After getting music data to be identified, music data to be identified can be inputted to the voice point trained From model, voice disjunctive model to be trained can be the mould of voice data and accompaniment data in the audio for separating input Type can be in advance based on sample audio data training and obtain.Voice disjunctive model can use various machine learning model frameworks, Such as model based on decision tree, logic-based recurrence, the model of linear regression, the neural network based on deep learning etc..

In training voice disjunctive model, available sample audio data and the corresponding singer of sample audio data Phonetic feature, then the voice data in sample audio data are separated using voice disjunctive model to be trained, it is right After separation to sample audio data in voice data carry out speech feature extraction, and compare the phonetic feature that extracts with The consistency of the phonetic feature of the corresponding singer of the sample audio data of acquisition repeats to adjust wait instruct according to the consistency of the two The parameter of experienced voice disjunctive model, so that according to voice disjunctive model to be trained to the voice data in sample audio data The phonetic feature of phonetic feature singer corresponding with sample audio data that extracts of separating resulting reach unanimity.Join in adjustment Several numbers reaches pre-determined number or voice disjunctive model to be trained reaches the voice separating resulting of sample audio data When preset condition, training, the voice disjunctive model trained are completed.

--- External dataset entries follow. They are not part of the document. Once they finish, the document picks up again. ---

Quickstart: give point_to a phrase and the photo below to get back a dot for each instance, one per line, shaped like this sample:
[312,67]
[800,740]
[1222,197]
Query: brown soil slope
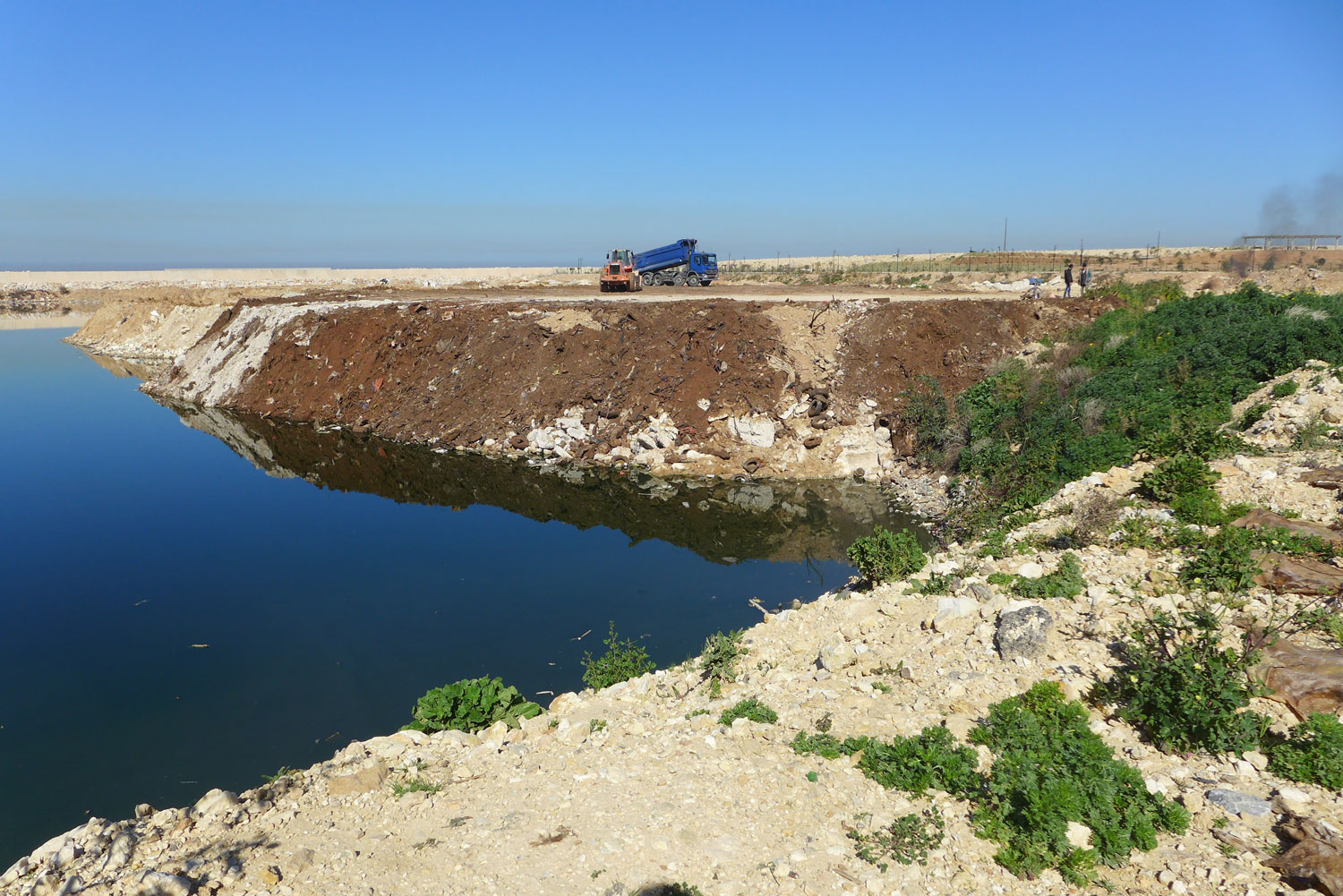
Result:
[491,373]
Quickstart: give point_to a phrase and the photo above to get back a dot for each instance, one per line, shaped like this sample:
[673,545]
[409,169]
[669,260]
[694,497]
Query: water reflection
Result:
[723,522]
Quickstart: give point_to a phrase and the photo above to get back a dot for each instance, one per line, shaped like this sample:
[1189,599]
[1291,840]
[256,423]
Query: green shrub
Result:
[1252,415]
[1049,769]
[414,785]
[623,660]
[824,745]
[907,840]
[752,710]
[720,656]
[1313,753]
[885,555]
[913,764]
[1176,476]
[1182,688]
[1065,582]
[1224,563]
[470,704]
[1163,380]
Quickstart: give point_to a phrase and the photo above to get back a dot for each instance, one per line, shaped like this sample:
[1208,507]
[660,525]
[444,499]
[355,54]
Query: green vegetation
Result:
[720,656]
[1179,686]
[907,840]
[1065,582]
[623,660]
[470,704]
[1050,770]
[1326,622]
[414,785]
[1313,753]
[1222,563]
[1157,378]
[913,764]
[1252,415]
[885,555]
[752,710]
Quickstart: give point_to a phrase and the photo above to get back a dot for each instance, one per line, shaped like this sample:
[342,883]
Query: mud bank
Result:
[719,387]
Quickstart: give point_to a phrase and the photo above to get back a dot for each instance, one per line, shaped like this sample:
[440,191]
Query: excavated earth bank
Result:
[782,389]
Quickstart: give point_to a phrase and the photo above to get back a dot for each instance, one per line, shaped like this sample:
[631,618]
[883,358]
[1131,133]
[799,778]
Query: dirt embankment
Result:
[797,389]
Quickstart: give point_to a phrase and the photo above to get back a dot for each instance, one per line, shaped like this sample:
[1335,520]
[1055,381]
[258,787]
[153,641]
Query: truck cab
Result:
[706,265]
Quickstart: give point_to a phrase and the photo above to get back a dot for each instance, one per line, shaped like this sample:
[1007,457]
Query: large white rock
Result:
[754,430]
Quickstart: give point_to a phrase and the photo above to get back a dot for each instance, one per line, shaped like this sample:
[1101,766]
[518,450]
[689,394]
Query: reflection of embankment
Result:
[125,368]
[720,520]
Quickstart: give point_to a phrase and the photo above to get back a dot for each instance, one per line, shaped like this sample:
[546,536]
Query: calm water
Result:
[333,579]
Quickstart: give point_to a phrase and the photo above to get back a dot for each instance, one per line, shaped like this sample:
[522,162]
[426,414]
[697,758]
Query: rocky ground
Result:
[638,783]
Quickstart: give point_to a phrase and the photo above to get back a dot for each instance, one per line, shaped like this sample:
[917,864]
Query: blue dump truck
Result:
[679,263]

The above-mentioned voice disjunctive model trained can be training in advance and be stored in above-mentioned executing subject, in this reality It applies in example, after the voice disjunctive model that music data to be identified input has been trained, can divide from music to be identified Voice data are separated out, sing data as singer to be identified.

Step 202, the voice data in music data to be identified are inputted to the chanteur's identification model trained, are obtained Chanteur's recognition result of music data to be identified.

Chanteur's identification model that the voice data input that step 201 obtains has been trained can be subjected to chanteur's identification. The chanteur's identification model trained can be the model for identifying corresponding chanteur according to data are sung.

The above-mentioned chanteur's identification model trained can be based on decision tree, Logic Regression Models, deep neural network etc. Model construction.In the training process, data iteration adjustment can be sung based on the sample for having marked corresponding chanteur to wait instructing The parameter of experienced chanteur's identification model, to correct chanteur's identification model to the recognition result of chanteur.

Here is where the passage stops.